Mario Andretti took pole from James Hunt, with an all-Swedish second row of Ronnie Peterson and Gunnar Nilsson behind them. Ferrari failed to find the right set-up and Carlos Reutemann and Villeneuve languished down the field.

Andretti immediately took the lead and made untroubled progress. He led for 76 of the 78 laps, aside from a brief interlude on the 60th lap, only for his engine to pack in and allow Scheckter to take the win. Patrick Depailler brought his six-wheel Tyrrell home in second despite feeling very groggy from fumes from his leaking engine.

Hunt, meanwhile, again found himself at odds with another driver, this time his team-mate Jochen Mass.

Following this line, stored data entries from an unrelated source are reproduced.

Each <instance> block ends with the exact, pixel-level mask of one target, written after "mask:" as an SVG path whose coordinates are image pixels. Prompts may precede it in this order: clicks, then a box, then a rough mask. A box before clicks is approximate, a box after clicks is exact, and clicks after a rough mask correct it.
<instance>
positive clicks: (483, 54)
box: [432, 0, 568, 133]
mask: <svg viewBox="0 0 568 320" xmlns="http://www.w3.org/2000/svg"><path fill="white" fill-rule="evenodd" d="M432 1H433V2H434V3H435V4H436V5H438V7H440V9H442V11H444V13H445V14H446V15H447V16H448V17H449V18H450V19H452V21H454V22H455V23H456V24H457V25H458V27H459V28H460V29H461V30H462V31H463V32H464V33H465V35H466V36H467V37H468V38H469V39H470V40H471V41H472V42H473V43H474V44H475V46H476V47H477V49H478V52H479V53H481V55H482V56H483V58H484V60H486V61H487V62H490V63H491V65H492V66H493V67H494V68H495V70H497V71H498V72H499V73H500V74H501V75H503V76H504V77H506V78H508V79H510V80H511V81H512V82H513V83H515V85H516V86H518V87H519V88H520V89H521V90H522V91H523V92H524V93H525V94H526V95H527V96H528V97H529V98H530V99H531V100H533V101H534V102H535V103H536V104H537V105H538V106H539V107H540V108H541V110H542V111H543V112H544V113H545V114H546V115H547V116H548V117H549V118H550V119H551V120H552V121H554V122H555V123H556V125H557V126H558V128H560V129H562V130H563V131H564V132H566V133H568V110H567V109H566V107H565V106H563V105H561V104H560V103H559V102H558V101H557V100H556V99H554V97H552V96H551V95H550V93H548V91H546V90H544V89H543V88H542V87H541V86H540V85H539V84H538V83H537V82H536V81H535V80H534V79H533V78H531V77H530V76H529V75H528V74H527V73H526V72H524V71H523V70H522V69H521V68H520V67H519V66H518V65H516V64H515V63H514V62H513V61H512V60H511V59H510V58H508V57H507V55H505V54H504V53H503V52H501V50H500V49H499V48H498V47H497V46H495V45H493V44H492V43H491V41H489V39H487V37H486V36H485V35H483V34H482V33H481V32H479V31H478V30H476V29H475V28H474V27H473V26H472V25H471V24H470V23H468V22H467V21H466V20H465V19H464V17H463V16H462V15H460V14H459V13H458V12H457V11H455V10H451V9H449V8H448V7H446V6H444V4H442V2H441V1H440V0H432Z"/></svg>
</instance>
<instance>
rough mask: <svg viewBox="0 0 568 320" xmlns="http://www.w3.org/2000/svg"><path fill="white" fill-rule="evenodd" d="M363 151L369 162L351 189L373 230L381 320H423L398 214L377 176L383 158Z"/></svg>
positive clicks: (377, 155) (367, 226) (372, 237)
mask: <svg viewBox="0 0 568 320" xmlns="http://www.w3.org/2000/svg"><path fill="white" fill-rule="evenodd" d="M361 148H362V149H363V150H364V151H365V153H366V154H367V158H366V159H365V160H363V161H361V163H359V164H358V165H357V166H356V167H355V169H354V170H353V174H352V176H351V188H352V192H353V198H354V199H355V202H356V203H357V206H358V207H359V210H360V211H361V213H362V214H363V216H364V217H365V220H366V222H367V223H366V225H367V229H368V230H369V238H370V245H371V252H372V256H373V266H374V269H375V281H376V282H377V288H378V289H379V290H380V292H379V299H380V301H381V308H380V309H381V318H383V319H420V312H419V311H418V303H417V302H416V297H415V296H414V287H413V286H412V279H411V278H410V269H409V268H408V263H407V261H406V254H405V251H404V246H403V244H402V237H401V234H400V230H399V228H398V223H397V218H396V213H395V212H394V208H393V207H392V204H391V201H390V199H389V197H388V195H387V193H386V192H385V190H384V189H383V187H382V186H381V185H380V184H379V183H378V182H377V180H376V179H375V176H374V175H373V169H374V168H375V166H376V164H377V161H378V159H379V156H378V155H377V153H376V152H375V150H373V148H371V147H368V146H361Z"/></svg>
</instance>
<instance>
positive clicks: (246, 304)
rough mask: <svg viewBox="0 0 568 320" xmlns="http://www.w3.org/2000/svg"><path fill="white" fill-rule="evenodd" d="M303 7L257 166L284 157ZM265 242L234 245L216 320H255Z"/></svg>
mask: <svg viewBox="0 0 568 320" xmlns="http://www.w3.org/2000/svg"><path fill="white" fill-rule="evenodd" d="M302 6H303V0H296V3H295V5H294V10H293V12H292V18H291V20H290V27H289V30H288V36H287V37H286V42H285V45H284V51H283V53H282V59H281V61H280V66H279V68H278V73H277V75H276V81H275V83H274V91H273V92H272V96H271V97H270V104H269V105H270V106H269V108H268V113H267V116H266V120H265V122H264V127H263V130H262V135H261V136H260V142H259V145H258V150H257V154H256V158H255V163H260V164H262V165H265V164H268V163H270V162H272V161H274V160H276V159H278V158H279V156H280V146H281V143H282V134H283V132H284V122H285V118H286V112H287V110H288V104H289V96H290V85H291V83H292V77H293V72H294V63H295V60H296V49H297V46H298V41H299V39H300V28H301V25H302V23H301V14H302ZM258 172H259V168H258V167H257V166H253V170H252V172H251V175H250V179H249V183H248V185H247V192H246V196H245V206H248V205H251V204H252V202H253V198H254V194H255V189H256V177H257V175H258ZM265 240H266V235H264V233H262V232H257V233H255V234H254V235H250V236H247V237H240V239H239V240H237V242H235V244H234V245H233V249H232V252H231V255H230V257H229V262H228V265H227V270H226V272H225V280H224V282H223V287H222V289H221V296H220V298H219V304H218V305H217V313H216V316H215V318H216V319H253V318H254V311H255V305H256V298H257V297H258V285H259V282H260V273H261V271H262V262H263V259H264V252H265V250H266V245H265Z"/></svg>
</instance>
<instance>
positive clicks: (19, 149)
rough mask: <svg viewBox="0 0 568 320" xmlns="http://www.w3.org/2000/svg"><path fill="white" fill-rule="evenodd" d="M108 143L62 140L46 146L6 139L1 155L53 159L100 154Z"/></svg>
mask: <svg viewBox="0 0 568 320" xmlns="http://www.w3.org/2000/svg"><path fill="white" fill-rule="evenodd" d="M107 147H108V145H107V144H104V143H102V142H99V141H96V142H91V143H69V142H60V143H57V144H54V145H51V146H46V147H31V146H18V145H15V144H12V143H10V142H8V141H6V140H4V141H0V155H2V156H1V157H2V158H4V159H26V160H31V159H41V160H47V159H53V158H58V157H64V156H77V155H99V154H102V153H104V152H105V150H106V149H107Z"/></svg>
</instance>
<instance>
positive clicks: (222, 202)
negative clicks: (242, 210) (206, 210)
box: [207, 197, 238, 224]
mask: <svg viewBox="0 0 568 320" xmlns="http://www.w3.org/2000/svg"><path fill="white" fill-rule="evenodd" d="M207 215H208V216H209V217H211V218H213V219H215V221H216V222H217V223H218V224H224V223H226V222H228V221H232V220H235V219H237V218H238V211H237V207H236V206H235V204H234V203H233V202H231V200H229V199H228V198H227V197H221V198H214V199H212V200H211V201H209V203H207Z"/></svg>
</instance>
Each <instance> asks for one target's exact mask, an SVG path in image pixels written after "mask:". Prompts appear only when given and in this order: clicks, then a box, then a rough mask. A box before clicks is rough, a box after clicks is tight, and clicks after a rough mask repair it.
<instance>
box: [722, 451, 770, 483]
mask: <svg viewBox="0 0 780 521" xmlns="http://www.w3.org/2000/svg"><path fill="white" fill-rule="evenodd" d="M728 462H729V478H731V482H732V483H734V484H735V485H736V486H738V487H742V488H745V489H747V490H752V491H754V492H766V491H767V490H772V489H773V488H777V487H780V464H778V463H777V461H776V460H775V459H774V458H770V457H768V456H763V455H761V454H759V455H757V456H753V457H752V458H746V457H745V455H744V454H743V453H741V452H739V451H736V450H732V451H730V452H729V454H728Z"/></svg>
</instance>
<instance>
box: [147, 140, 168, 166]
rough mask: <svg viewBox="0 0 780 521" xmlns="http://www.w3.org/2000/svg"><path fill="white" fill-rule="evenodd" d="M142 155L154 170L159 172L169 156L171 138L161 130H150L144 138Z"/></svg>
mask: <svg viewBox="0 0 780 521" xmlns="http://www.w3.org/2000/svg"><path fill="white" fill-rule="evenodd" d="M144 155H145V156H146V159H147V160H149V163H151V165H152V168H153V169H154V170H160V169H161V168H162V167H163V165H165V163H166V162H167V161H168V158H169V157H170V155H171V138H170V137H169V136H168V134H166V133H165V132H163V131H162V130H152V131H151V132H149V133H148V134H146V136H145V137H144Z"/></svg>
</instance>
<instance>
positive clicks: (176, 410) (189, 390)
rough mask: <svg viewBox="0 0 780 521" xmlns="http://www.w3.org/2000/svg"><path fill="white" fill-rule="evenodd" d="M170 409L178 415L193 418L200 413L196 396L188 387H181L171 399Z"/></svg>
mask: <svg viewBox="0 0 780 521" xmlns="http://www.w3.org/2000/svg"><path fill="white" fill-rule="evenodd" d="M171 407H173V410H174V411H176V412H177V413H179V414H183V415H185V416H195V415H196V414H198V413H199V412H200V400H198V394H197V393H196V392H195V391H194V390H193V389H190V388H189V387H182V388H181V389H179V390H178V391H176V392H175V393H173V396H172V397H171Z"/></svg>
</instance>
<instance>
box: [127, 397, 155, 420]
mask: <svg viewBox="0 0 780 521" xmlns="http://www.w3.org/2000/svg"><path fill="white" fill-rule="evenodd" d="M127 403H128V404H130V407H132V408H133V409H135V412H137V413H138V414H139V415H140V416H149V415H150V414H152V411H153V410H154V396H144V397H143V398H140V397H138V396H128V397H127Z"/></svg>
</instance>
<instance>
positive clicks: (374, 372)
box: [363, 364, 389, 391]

On the 61st lap Hunt collided with Mass, and while Mass went on to take third, Hunt was eliminated. He stood by the side of the track angrily gesticulating at Mass each time he passed. When a marshal tried to usher Hunt away from the side of the track he was felled by a right hook to the chin. Hunt was fined $2000 for the punch and $750 for returning to the pits by walking along the side of the track.

Scheckter's win was an excuse for Canadian celebrations. Team owner Walter Wolf was a Canadian citizen and the car sported the maple leaf logo.

There was less to cheer about as far as the enthusiastic Villeneuve was concerned as he was the last of the 12 finishers after spinning off several times.